Here is the generic syntax for assigning permission to users.
GRANT permission ON resource TO user
There are following types of permission that can be granted to the user.
Here are examples of assigning permission to the user.
Create user laura with password 'newhire'; grant all on dev.emp to laura; revoke all on dev.emp to laura; grant select on dev.emp to laura;
A new user ‘laura’ is created with password ‘newhire’.
Here is the example where user ‘laura’ try to access emp_bonus table. Laura has only permission to access dev.emp and no permission to this table dev.emp_bonus that’s why an error was returned.
select* form emp_bonus;
You can get a list of all permissions that is assigned to the user. Here is the example of getting permission information.
list all permissions of laura;
You can also list all the permission on the resource. Here is the example of getting permission from a table.

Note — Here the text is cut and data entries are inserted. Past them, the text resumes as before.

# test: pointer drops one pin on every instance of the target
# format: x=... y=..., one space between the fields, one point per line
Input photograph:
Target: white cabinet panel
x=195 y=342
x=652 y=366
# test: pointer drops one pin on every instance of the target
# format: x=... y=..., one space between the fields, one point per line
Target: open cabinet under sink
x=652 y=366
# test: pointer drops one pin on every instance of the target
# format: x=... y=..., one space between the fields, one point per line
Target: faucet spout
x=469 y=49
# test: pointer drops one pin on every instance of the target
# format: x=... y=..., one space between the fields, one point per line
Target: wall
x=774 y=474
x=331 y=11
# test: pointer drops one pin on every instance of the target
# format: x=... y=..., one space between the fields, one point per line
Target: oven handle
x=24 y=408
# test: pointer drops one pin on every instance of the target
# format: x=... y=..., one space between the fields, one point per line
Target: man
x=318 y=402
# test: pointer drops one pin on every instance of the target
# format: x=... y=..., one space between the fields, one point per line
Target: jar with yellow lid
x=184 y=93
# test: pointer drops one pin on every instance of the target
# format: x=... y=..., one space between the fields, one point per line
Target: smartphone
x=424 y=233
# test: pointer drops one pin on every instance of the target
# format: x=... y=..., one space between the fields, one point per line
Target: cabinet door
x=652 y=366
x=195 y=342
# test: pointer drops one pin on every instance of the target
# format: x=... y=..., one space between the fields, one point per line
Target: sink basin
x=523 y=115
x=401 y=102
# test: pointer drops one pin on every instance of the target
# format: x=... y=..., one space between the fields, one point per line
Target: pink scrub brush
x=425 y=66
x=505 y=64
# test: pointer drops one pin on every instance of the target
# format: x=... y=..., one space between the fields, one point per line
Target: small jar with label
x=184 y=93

list all permissions on dev.emp;
If the firewall is running, following ports must be opened for communication between nodes including some Cassandra ports. If Cassandra ports will not be opened, Cassandra nodes will act as standalone database server rather than joining the database cluster.
Cassandra Client Ports
|9042||Cassandra Client Port|
|9160||Cassandra Client Port Thrift|
Cassandra Internode ports
|7000||Cassandra internode cluster communication|
|7001||Cassandra SSL internode cluster communication|
|7199||Cassandra JMX monitoring port|
|8888||OpsCenter Website. Browser http request.|
Cassandra OpsCenter ports
|61620||OpsCenter monitoring port.|
|61621||Opscenter agent port|
With the default settings of Cassandra, JMX can only be accessed from the localhost. If you want to access JMX remotely, change the LOCAL_JMX setting in Cassandra-env.sh and enable authentication or SSL.

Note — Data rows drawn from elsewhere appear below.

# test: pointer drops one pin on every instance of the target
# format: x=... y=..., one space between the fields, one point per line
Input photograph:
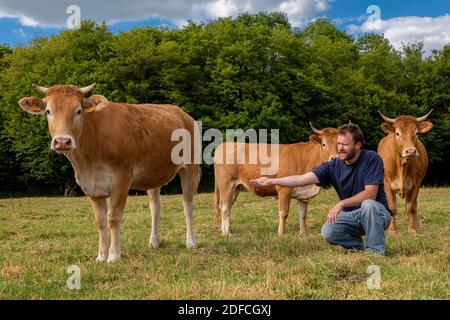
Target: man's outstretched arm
x=289 y=181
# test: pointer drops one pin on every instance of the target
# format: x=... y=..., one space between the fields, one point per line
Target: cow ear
x=425 y=126
x=33 y=105
x=91 y=103
x=315 y=138
x=387 y=127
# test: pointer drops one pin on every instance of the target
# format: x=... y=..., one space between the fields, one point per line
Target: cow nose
x=62 y=143
x=411 y=152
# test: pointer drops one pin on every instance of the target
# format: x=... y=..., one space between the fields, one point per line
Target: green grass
x=41 y=237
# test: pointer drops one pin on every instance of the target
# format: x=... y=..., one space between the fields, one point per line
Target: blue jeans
x=370 y=220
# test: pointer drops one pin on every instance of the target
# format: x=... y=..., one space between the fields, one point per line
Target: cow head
x=65 y=107
x=327 y=139
x=406 y=130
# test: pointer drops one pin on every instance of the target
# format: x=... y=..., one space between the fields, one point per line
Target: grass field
x=41 y=237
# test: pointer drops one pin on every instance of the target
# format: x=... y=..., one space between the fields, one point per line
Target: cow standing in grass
x=405 y=162
x=296 y=158
x=114 y=147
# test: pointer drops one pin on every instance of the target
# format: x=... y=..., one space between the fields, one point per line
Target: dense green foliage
x=255 y=71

After enabling JMX authentication, make sure OpsCenter and nodetool are configured to use authentication.
There are following steps for enabling JMX authentication.
- In the cassandra-env.sh file, add or update following lines.
JVM_OPTS="$JVM_OPTS -Dcom.sun.management.jmxremote.authenticate=true" JVM_OPTS="$JVM_OPTS -Dcom.sun.management.jmxremote.password.file=/etc/cassandra/jmxremote.password"
Also, change the LOCAL_JMX setting in Cassandra-env.sh
- Copy the jmxremote.password.template from /jdk_install_location/lib/management/ to /etc/cassandra/ and rename it tojmxremote.password.
cp />jdk_install_dir/lib/management/jmxremote.password.template /etc/cassandra/jmxremote.password
- Change the ownership of jmxremote.password to the user you run Cassandra with and change permission to read only
chown cassandra:cassandra /etc/cassandra/jmxremote.password chmod 400 /etc/cassandra/jmxremote.password
- Edit jmxremote.password and add the user and password for JMX-compliant utilities:
monitorRole QED controlRole R&D cassandra cassandrapassword
- Add the Cassandra user with read and write permission to /jdk_install_location/lib/management/jmxremote.access
monitorRole readonly cassandra readwrite controlRole readwrite \ create javax.management.monitor.,javax.management.timer. \ unregister
- Restart Cassandra
- Run nodetool with the Cassandra user and password.
$ nodetool status -u cassandra -pw cassandra
This tutorial explains about security in Cassandra and configuring Cassandra.yaml file for enabling security. Besides this it also explains how new user account can be created, assignment of permission, configuring the firewall, and so on.